Logging: tracing initialized in kb-cli; daily-rolling file in ~/.local/state/kb/logs/.
Test plan
kind
description
fixture / data
unit
id_from deterministic across 1000 runs for fixed inputs
inline
unit
each id_for_* recipe matches design §4.2 byte-for-byte (verify against fixed expected hex)
inline
unit
to_posix collapses ./a//b.md → a/b.md and NFC-normalizes Korean
inline
unit
Citation::to_uri and parse round-trip for all 5 variants
docs/spec/ stubs exist linking to the frozen design (one file per: domain-model, ids, canonical-document, chunk-policy, citation-policy, module-boundaries, ai-generation-guidelines)
fixtures/ root directory created with all subdirectories that downstream tasks reference: fixtures/markdown/, fixtures/source-fs/, fixtures/search/lexical/, fixtures/search/hybrid/, fixtures/embed/, fixtures/vector/, fixtures/rag/, fixtures/eval/, fixtures/image/, fixtures/pdf/, fixtures/audio/. Each subdir gets a .gitkeep so it tracks. P1 ships at minimum fixtures/markdown/{simple-note,nested-headings,code-and-table}.md (per epic phase-0); other dirs stay empty until their phase lands.

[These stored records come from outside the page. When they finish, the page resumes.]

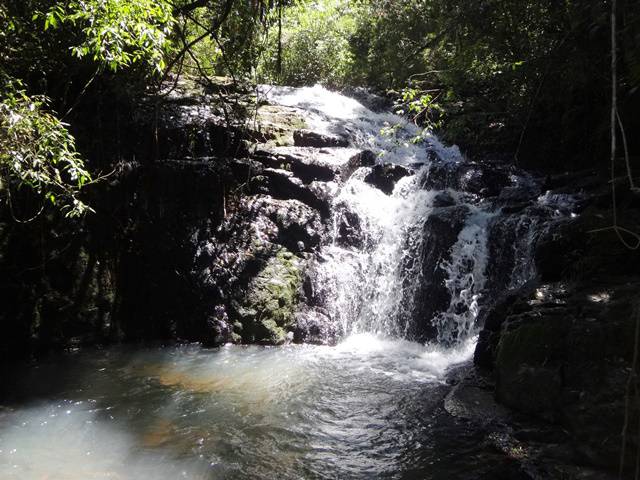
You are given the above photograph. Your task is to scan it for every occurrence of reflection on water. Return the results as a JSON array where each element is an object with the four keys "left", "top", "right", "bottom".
[{"left": 0, "top": 335, "right": 503, "bottom": 480}]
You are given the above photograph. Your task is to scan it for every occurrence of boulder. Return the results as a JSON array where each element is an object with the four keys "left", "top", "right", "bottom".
[
  {"left": 293, "top": 129, "right": 349, "bottom": 148},
  {"left": 335, "top": 205, "right": 364, "bottom": 249},
  {"left": 473, "top": 282, "right": 536, "bottom": 370},
  {"left": 432, "top": 191, "right": 456, "bottom": 208},
  {"left": 403, "top": 205, "right": 470, "bottom": 341},
  {"left": 423, "top": 161, "right": 514, "bottom": 197},
  {"left": 259, "top": 168, "right": 332, "bottom": 217},
  {"left": 293, "top": 307, "right": 337, "bottom": 345},
  {"left": 341, "top": 150, "right": 377, "bottom": 181},
  {"left": 364, "top": 163, "right": 414, "bottom": 194},
  {"left": 252, "top": 147, "right": 340, "bottom": 183}
]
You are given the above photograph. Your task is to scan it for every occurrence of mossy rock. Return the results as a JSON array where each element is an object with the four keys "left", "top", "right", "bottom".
[
  {"left": 256, "top": 105, "right": 307, "bottom": 147},
  {"left": 236, "top": 248, "right": 303, "bottom": 344},
  {"left": 495, "top": 312, "right": 571, "bottom": 419}
]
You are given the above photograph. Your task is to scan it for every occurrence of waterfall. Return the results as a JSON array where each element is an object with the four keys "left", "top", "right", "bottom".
[{"left": 260, "top": 85, "right": 555, "bottom": 346}]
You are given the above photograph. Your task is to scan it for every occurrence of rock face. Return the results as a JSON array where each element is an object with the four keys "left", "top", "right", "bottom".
[
  {"left": 233, "top": 248, "right": 303, "bottom": 344},
  {"left": 405, "top": 205, "right": 470, "bottom": 341},
  {"left": 474, "top": 183, "right": 640, "bottom": 470},
  {"left": 0, "top": 79, "right": 345, "bottom": 359},
  {"left": 293, "top": 129, "right": 349, "bottom": 148}
]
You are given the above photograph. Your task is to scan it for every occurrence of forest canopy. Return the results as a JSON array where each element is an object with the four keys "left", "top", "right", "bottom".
[{"left": 1, "top": 0, "right": 639, "bottom": 216}]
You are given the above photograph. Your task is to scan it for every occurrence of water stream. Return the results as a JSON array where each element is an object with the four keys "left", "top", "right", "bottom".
[{"left": 0, "top": 86, "right": 551, "bottom": 479}]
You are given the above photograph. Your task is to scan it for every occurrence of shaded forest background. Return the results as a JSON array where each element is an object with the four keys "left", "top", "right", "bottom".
[{"left": 2, "top": 0, "right": 640, "bottom": 190}]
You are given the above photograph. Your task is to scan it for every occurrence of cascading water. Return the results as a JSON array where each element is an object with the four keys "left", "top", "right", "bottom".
[
  {"left": 262, "top": 84, "right": 496, "bottom": 345},
  {"left": 0, "top": 85, "right": 575, "bottom": 480}
]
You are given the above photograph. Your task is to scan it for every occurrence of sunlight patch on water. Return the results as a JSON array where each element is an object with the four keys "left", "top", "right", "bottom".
[
  {"left": 328, "top": 333, "right": 477, "bottom": 382},
  {"left": 0, "top": 334, "right": 477, "bottom": 480},
  {"left": 0, "top": 403, "right": 210, "bottom": 480}
]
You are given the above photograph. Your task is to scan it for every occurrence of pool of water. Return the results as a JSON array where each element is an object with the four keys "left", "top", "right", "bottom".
[{"left": 0, "top": 334, "right": 518, "bottom": 480}]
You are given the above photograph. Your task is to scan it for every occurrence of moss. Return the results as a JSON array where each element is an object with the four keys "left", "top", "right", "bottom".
[
  {"left": 256, "top": 105, "right": 307, "bottom": 147},
  {"left": 495, "top": 314, "right": 570, "bottom": 418},
  {"left": 237, "top": 248, "right": 303, "bottom": 344}
]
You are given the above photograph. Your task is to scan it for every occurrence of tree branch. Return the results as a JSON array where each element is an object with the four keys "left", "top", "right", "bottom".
[
  {"left": 160, "top": 0, "right": 235, "bottom": 85},
  {"left": 173, "top": 0, "right": 209, "bottom": 16}
]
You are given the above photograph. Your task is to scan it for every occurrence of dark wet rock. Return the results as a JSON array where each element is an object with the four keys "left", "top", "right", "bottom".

No imports outside Allowed dependencies (CI deny check)
Real kb-app business logic (functions stub with unimplemented!() or explicit bail!).
Risks / notes
ID recipe is the contract that every later record depends on. Any change after this task lands forces a parser_version / chunker_version / embedding_version cascade per §9. Treat changes as schema migrations and update the design doc first.
Newtype IDs use String (not [u8; 16]) to keep serde simple; tests must still enforce 32-char hex constraint on FromStr.
kb-app stubs must use bail! not panic! so the CLI exits with code 2 cleanly per §10.